Factors determining the occurrence of submicroscopic malaria infections and their relevance for control

Abstract

Malaria parasite prevalence in endemic populations is an essential indicator for monitoring the progress of malaria control, and has traditionally been assessed by microscopy. However, surveys increasingly use sensitive molecular methods that detect higher numbers of infected individuals, questioning our understanding of the true infection burden and resources required to reduce it. Here we analyse a series of data sets to characterize the distribution and epidemiological factors associated with low-density, submicroscopic infections. We show that submicroscopic parasite carriage is common in adults, in low-endemic settings and in chronic infections. We find a strong, non-linear relationship between microscopy and PCR prevalence in population surveys (n=106), and provide a tool to relate these measures. When transmission reaches very low levels, submicroscopic carriers are estimated to be the source of 20-50% of all human-to-mosquito transmissions. Our findings challenge the idea that individuals with little previous malaria exposure have insufficient immunity to control parasitaemia and suggest a role for molecular screening.

Figure 1. Prevalence of infection by PCR versus microscopy in 106 prevalence surveys and model fits.

Bayesian Markov chain Monte Carlo methods were used in model fitting to allow for measurement error in both microscopy and PCR prevalence measures. Posterior medians are shown. (a) Prevalence data with 95% CI from 86 surveys containing both adults and children, and fitted model (blue line) with 95% credible interval of the mean (light blue area). The model fitted was a linear relationship on the log odds scale. (b) Age-specific prevalence with 95% CI for survey data containing children only (<16 years, red dots, n=28) or adults only (≥16 years, orange dots, n=13). Fitted models (lines) with 95% CI (shaded areas) were obtained using the same methods as in a. (c) Correlation between observed and model-predicted PCR prevalence in the all-age surveys (a), obtained using leave-one-out cross-validation. Correlation coefficient=0.941. (d) Estimated average sensitivity of microscopy and 95% credible interval of the mean in the all-age surveys according to underlying PCR prevalence.

Figure 2. Trends in parasite densities within-host and across different transmission settings.

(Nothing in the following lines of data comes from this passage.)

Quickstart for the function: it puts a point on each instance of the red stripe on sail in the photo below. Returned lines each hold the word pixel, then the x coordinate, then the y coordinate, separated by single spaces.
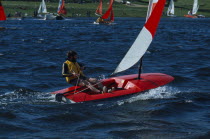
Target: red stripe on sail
pixel 107 14
pixel 2 13
pixel 112 16
pixel 99 8
pixel 154 19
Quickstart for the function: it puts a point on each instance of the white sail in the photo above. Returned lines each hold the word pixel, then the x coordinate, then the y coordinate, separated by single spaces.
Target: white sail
pixel 59 5
pixel 42 7
pixel 143 40
pixel 195 7
pixel 151 6
pixel 170 8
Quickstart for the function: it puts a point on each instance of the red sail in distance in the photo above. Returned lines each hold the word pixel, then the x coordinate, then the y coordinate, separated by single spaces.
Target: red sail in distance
pixel 112 16
pixel 108 12
pixel 99 9
pixel 2 13
pixel 62 9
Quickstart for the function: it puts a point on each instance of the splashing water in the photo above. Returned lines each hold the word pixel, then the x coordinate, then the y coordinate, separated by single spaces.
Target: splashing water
pixel 163 92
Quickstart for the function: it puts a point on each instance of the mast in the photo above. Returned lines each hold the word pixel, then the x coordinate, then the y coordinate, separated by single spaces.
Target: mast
pixel 2 13
pixel 108 12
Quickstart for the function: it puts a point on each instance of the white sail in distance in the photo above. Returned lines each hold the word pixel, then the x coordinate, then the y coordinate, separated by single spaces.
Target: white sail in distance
pixel 42 7
pixel 145 37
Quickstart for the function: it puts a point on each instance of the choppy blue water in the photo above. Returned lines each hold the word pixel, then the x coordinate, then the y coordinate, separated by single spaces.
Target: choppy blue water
pixel 31 56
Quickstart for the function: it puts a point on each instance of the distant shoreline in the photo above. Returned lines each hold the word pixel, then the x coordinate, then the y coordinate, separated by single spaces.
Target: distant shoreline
pixel 88 9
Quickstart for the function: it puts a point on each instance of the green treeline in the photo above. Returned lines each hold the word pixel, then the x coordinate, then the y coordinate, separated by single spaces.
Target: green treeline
pixel 80 8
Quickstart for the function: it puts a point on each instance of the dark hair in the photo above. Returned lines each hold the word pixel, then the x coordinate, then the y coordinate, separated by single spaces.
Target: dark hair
pixel 71 53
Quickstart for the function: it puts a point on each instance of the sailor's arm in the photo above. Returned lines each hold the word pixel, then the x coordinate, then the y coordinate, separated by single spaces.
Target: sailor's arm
pixel 65 71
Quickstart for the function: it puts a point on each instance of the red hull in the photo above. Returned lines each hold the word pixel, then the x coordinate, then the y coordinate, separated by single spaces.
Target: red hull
pixel 125 85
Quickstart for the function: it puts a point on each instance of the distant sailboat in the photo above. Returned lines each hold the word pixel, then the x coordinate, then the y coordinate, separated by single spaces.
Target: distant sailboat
pixel 61 10
pixel 170 11
pixel 193 13
pixel 42 11
pixel 42 8
pixel 2 13
pixel 99 9
pixel 108 14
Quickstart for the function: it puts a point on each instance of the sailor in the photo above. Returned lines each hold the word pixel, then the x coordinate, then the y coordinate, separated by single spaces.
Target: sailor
pixel 73 72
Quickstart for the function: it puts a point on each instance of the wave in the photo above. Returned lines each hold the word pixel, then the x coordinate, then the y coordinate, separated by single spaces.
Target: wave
pixel 164 92
pixel 25 96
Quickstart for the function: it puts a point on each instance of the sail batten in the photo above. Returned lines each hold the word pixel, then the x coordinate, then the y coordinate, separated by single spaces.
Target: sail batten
pixel 145 37
pixel 61 7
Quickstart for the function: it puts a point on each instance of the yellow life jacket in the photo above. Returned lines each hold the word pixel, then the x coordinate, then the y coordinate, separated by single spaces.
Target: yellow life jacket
pixel 73 67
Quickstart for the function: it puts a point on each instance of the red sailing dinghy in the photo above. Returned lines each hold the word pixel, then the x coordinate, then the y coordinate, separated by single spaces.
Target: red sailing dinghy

(a) Average probability of microscopic detection over the course of a single P. falciparum infection in 89 individuals, among those who had not yet had their last episode of patent parasitaemia (data from malaria therapy studies 2122). None were treated nor had a record of previous infection. Results are shown up to 300 days (some patients had longer infections, but there were few data points after this time). Points and CIs were calculated in 10-day time bands. (b) Relationship between slide prevalence and parasite density among infected individuals in 24 Tanzanian villages (data from Drakeley et al. red points=data with 95% CI, red line=linear regression fit on log scale), and the estimated percentage of infections which are submicroscopic in all age groups based on the model in Fig. 1a (blue dashed line).

Figure 3. Age-specific microscopy and PCR prevalence.

Eleven studies reported prevalence for three or more age groups (references a–b, c–d, e, f, g, h, i, j, k59). Microscopy prevalence in the whole study population is shown in the top-right corner of each panel.

Figure 4. Estimated contribution of submicroscopic infections to the infectious reservoir.

Percentage of mosquito infections originating from submicroscopic carriers, according to the observed slide prevalence of infection. Estimates are based on results from Fig. 1a and measures of infectiousness from three studies ( and ALO, unpublished data). The estimated % of all infections which are submicroscopic from Fig. 1a is shown as a black dashed line.

Figure 5. Hypothesized within-host dynamics of parasitaemia.

Schematic showing hypothesized patterns of parasitaemia in a single host in low- and high-transmission settings, showing infection times (arrows) and periods of submicroscopic parasitaemia (grey areas). Grey lines indicate detection limits of microscopy and PCR.